Mas de Sarilhos Pequenos já saíram embarcações também “rumo ao Brasil e Caraíbas”, conta mestre Jaime. E, actualmente, pelo menos quatro, estão acostadas em França, propriedade de particulares. “Recordo “O Albarquel” e “O Abandonado”. Haverá também um varino em Inglaterra”. Embarcações compradas há décadas e que fizeram viagens em tudo improváveis, pelo Oceano Atlântico. “Ficamos estupefactos quando sabemos que uma embarcação nossa passou pelas Caraíbas ou pelo Brasil”. Como o caso do “Sejas Feliz”. Uma aventura, porque em tempos era impensável sair da barra com estas embarcações”.

 

Muleta renasce como glória do Tejo antigo

Muleta no Tejo. FOTOGRAFIA: APORVELA

A história das muletas que navegavam o Tejo entre as antigas embarcações tradicionais, remonta, talvez, a nove séculos atrás, “quando os vikings andavam pelas costas da Europa, em campanhas de pirataria por tesouros, mantimentos e territórios”, imagina o mestre Jaime.

Ideias inspiradas no livro “A Muleta” de Manuel Leitão, Ferdinando Oliveira Simões e António Marques da Silva. E foi também a partir dessa obra que fez o desenho da muleta, antiga embarcação tradicional do Barreiro.

“Depois de um ano de trabalho a embarcação está pronta, à espera do dia da partida, rumo ao Barreiro, para voltar a ocupar o seu lugar como glória do Tejo antigo”.
Jaime Costa nunca tinha feito um barco com estas características.
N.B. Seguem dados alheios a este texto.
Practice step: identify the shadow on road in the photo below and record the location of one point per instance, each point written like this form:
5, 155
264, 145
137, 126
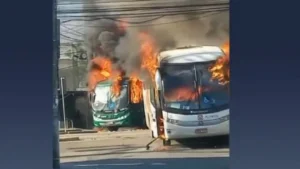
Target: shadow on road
205, 143
167, 163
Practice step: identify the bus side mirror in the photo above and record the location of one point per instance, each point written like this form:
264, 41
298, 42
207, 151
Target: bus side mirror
92, 97
158, 80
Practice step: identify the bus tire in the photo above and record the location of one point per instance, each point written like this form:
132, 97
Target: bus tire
113, 128
166, 142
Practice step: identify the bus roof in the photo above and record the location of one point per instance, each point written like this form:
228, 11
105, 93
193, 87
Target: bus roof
190, 54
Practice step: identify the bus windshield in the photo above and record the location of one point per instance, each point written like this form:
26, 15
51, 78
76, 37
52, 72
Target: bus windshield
106, 101
189, 87
180, 90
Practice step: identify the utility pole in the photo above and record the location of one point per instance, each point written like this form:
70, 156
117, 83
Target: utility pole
56, 52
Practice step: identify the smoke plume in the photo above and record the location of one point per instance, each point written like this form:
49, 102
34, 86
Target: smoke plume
107, 37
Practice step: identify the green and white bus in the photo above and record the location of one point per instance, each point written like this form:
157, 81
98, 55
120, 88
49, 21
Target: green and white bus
110, 111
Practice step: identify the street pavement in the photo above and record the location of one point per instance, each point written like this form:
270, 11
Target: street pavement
127, 151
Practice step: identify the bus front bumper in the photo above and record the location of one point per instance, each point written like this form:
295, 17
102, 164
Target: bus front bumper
181, 132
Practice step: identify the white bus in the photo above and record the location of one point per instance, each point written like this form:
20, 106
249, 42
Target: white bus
184, 102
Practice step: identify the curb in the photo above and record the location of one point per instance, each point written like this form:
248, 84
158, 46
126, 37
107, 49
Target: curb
102, 136
69, 139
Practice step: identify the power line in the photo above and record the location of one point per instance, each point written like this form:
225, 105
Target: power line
153, 15
70, 38
157, 24
148, 14
141, 8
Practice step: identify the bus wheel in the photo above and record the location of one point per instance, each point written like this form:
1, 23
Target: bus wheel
114, 128
166, 142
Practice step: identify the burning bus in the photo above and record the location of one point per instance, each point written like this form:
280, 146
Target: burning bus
189, 93
115, 99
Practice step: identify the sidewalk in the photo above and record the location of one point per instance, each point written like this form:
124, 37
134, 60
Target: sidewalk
102, 135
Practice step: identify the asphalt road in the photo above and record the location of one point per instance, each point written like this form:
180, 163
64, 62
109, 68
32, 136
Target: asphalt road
129, 151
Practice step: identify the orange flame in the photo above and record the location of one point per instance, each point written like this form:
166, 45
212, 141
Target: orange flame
135, 89
104, 72
148, 54
221, 69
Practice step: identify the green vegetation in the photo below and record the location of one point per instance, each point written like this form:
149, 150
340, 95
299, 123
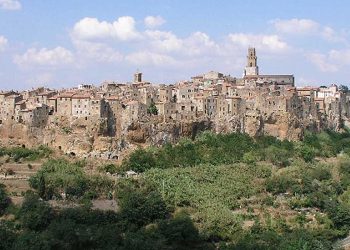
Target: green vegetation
18, 153
152, 109
4, 199
215, 192
209, 148
59, 178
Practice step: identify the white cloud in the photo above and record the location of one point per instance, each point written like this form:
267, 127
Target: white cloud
153, 21
332, 61
10, 5
150, 58
44, 57
91, 28
322, 62
164, 41
296, 26
199, 43
99, 52
3, 43
264, 42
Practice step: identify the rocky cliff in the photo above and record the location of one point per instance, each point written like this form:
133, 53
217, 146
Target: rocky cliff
93, 137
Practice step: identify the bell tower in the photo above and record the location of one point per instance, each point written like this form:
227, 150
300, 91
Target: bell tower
252, 68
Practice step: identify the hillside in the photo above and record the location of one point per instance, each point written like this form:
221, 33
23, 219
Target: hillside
219, 191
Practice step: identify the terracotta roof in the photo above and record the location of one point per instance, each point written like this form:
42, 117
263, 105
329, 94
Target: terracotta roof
66, 95
81, 96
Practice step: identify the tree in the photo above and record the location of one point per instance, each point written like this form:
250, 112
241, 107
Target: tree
34, 214
4, 199
343, 88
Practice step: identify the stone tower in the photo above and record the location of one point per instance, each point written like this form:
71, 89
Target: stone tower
137, 77
252, 68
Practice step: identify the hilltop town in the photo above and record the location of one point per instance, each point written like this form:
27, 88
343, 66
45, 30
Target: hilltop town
107, 120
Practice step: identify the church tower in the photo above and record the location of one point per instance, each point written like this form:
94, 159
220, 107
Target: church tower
252, 68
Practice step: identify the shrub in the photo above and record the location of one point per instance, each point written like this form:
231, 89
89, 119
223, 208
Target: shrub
4, 199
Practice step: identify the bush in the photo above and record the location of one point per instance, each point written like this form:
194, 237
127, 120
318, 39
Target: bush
59, 176
4, 199
34, 213
279, 184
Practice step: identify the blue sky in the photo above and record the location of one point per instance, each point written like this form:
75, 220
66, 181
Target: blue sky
65, 43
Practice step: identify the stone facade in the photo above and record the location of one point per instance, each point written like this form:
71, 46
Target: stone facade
115, 112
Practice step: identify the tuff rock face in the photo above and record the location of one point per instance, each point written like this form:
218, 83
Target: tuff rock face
93, 138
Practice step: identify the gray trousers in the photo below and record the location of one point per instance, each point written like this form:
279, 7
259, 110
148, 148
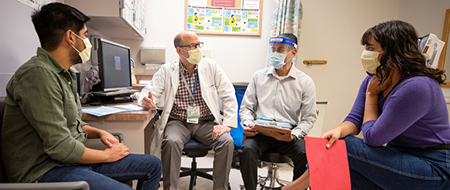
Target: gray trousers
177, 133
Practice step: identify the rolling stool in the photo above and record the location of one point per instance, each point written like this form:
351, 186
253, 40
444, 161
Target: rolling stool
274, 157
194, 149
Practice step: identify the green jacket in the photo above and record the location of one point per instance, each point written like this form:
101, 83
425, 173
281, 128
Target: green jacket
42, 120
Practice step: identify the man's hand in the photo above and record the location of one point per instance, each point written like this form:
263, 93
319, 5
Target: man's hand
220, 130
281, 137
250, 131
116, 152
108, 139
147, 101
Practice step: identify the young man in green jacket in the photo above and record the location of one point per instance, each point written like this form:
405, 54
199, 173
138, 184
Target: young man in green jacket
43, 134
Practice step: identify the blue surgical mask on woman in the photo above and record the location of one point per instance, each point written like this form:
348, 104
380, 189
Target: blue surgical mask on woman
277, 59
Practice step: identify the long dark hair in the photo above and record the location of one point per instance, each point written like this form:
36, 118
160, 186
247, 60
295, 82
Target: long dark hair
399, 41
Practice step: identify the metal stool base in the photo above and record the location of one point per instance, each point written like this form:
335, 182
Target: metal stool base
272, 178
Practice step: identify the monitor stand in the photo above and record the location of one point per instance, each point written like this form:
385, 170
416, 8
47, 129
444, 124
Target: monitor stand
111, 97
Para o mestre este “é único no país” e há mesmo quem digo que “é uma relíquia”.

A muleta caracteriza-se por uma proa e uma ré com bicos e saliências, para defesa de outras tripulações que as abordavam para possíveis saques. As últimas da sua “espécie” deixaram o Tejo em 1910. “E há mais de 100 anos que não se construía uma nova”.